Psalms 32:4

4 For day and night thy hand was heavy upon me: my green growth is turned into the drought of summer. Selah.

Psalms 32:4 Meaning and Commentary

Psalms 32:4

For day and night thy hand was heavy upon me
Meaning the afflicting hand of God, which is not joyous, but grievous, and heavy to be borne; especially without his gracious presence, and the discoveries of his love: this continued night and day, without any intermission; and may design some violent distemper; perhaps a fever; since it follows,

my moisture is turned into the drought of summer.
That is, the radical moisture in him was almost dried up, as brooks in the summer season; his body was parched, as it were, with the burning heat of the disease; or with an apprehension of the wrath of God under it, or both: and so he continued until be was brought to a true sense of sin, and an acknowledgment of it, when he had the discoveries of pardoning love, as is expressed in ( Psalms 32:5 ) . The Septuagint and Vulgate Latin versions read, "I am turned into distress, through a thorn being fixed"; and so Apollinarius paraphrases the words,

``I am become miserable, because thorns are fixed in my skin;''

reading (Uwq) for (Uyq) ; and which Suidas F15 interprets "sin", that being like the thorn, unfruitful and pricking; see ( 2 Corinthians 12:7 ) .

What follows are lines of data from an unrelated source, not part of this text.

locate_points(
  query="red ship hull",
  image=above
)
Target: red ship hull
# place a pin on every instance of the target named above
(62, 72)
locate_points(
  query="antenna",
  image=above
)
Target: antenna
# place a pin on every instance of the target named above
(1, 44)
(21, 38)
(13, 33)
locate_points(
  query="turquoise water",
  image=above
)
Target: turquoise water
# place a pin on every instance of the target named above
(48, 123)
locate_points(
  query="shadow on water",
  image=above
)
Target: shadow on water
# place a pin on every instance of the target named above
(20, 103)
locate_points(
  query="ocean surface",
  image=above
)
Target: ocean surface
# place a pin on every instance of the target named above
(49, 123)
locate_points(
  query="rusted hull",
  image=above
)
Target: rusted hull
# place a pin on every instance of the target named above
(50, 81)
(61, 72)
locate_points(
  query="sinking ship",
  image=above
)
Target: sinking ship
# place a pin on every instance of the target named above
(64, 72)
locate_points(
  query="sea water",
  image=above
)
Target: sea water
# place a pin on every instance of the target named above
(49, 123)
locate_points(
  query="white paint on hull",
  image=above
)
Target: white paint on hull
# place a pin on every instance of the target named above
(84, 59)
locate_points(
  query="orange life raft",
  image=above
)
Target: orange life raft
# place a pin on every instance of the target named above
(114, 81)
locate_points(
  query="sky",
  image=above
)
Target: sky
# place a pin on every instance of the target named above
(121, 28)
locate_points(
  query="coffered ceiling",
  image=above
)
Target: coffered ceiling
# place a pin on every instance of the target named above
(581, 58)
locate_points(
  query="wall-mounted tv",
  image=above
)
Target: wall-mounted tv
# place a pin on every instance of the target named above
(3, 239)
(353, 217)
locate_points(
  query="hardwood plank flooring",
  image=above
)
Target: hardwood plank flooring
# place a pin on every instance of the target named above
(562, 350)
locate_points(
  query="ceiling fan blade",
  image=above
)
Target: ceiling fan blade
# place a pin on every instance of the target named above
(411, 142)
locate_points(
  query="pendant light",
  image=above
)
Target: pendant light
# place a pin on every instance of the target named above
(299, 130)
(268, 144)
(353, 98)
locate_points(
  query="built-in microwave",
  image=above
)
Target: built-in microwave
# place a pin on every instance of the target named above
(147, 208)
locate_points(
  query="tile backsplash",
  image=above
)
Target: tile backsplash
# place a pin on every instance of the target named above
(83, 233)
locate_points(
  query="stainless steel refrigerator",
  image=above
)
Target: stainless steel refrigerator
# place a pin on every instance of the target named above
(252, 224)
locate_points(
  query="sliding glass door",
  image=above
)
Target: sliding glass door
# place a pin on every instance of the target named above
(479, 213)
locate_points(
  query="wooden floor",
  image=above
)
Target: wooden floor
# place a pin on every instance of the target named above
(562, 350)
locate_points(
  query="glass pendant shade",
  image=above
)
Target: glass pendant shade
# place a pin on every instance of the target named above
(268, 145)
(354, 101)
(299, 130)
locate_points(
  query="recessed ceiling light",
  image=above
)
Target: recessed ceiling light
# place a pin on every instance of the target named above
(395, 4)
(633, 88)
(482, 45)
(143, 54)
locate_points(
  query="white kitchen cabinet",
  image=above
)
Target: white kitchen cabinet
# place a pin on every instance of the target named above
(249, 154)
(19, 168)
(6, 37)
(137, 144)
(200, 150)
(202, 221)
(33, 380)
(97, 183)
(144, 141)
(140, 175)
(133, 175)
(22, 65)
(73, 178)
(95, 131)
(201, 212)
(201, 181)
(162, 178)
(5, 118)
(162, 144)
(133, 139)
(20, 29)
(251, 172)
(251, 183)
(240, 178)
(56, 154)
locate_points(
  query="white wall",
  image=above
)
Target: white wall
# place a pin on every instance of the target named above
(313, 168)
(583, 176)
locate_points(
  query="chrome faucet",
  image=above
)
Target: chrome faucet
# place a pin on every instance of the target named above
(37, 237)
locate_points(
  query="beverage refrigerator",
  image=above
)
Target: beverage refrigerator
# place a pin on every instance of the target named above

Selah; on this word, (See Gill on Psalms 3:2).


FOOTNOTES:

F15 In voce (akanya) .

Psalms 32:4 In-Context

2 Blessed is the man unto whom the LORD does not impute iniquity and in whose spirit there is no guile.
3 When I kept silence, my bones waxed old through my roaring all the day long.
4 For day and night thy hand was heavy upon me: my green growth is turned into the drought of summer. Selah.
5 I acknowledged my sin unto thee, and I have not hid my iniquity. I said, I will confess (against myself) my rebellions unto the LORD, and thou shalt forgive the iniquity of my sin. Selah.
6 For this shall every one that is merciful pray unto thee in the time when thou may be found; surely in the floods of great waters they shall not come near unto him.